For those who are working on an academic paper that requires footnotes which is the standard choice for footnote formatting?

I didn't hear our professor give any paper formatting guidelines except to produce a paper up to academic standards. I suppose the other students might know what that means but I am torn between choosing APA or MLA style. Perhaps I might be a bit more concerned about this than I should be but I like to get things right the first time. I am enrolled in a sociology class if that helps at all. I am currently learning towards APA style as it seems to come up a lot in sociology papers.

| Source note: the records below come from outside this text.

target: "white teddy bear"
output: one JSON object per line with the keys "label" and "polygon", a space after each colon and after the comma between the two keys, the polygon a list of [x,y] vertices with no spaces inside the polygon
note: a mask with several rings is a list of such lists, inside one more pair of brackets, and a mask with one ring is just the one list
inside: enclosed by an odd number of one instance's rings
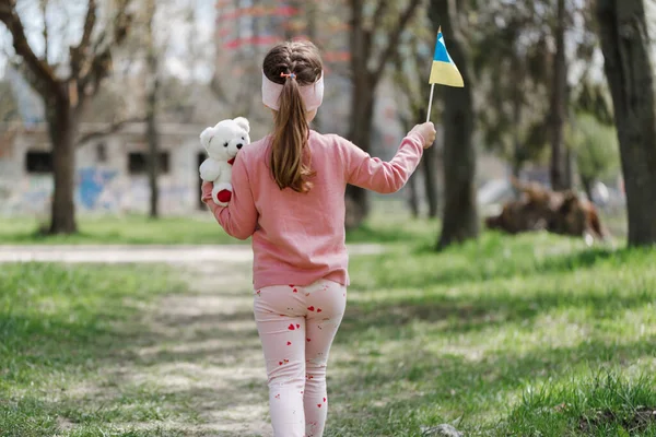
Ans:
{"label": "white teddy bear", "polygon": [[200,134],[200,143],[208,151],[208,158],[200,166],[200,178],[213,182],[214,203],[225,206],[232,198],[232,166],[235,156],[250,143],[250,126],[244,117],[222,120]]}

Formatting different types of footnotes can be a real pain if you are in a time crunch and need to get an assignment in quickly. There are lots of free programs online that help you with proper footnote formatting. You can easily select the style you need, such as APA or MLA, among other lesser known styles.

Another great thing about the online programs is that they also do a great job of putting together bibliographies, even annotated ones.

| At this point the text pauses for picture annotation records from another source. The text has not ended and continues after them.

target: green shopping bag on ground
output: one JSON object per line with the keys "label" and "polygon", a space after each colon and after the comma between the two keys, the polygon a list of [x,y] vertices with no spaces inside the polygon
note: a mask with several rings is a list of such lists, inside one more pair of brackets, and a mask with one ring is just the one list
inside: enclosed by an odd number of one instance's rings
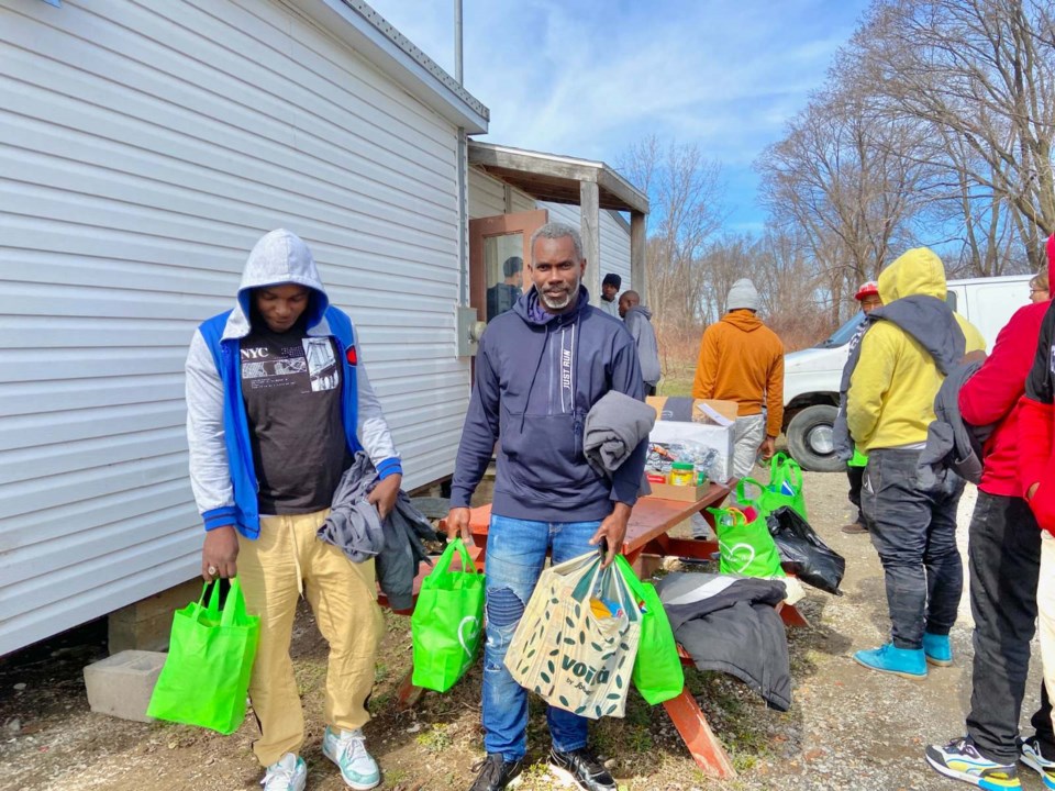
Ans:
{"label": "green shopping bag on ground", "polygon": [[245,611],[238,578],[220,609],[220,580],[212,582],[209,604],[201,598],[173,617],[173,634],[165,667],[151,695],[147,716],[211,728],[224,735],[237,731],[245,718],[245,693],[260,619]]}
{"label": "green shopping bag on ground", "polygon": [[765,513],[748,522],[740,509],[708,509],[714,515],[719,571],[742,577],[786,577]]}
{"label": "green shopping bag on ground", "polygon": [[[756,491],[751,491],[752,489]],[[754,478],[741,478],[736,483],[736,505],[741,509],[751,506],[762,515],[771,514],[777,509],[787,505],[797,513],[798,501],[801,498],[795,498],[786,494],[779,489],[770,486],[764,486]],[[799,514],[801,516],[801,514]],[[804,516],[802,519],[806,519]]]}
{"label": "green shopping bag on ground", "polygon": [[[462,571],[452,571],[455,553]],[[469,669],[484,632],[484,581],[460,538],[447,544],[421,582],[410,616],[415,687],[446,692]]]}
{"label": "green shopping bag on ground", "polygon": [[[802,486],[802,468],[799,463],[787,454],[774,455],[769,461],[768,491],[787,498],[780,505],[790,505],[807,522],[810,517],[806,513],[806,489]],[[779,508],[779,505],[777,506]],[[776,511],[777,508],[767,509]]]}
{"label": "green shopping bag on ground", "polygon": [[685,687],[685,671],[659,594],[651,583],[637,579],[622,555],[615,556],[615,565],[641,608],[641,637],[631,680],[652,705],[677,698]]}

As a tip though, you should always take a minute and manually check through the footnotes provided is they can contain the occasional mistake. It is always better for you to catch any errors than to have your professor find them.


@Mammmood - Here’s a tip that most people may not know about.

You don’t have to pay for software to create your footnote or bibliography. You don’t even have to download it.

If you go to EBSCO Host, it has a feature where it will automatically display the footnote or bibliographic reference for the source that you are citing.

You can even have it display a Chicago footnotes format if you want. It’s right there, from the moment you cite the source.


I think that keeping up with the requirements for a proper footnotes format in your academic paper is a science in itself. For years I had a thick style manual with me when I wrote papers in college.

Then something wonderful happened. People started developing software that would create the footnotes and bibliographies for you. I bought a package and it was a real time saver!

For once, I could focus on writing the paper and not the mechanics of how the footnotes or bibliographies were supposed to appear. The software even sorted the bibliography at the end of the paper, and applied the necessary italics, underlines or bold fonts to the text, as required by the particular format.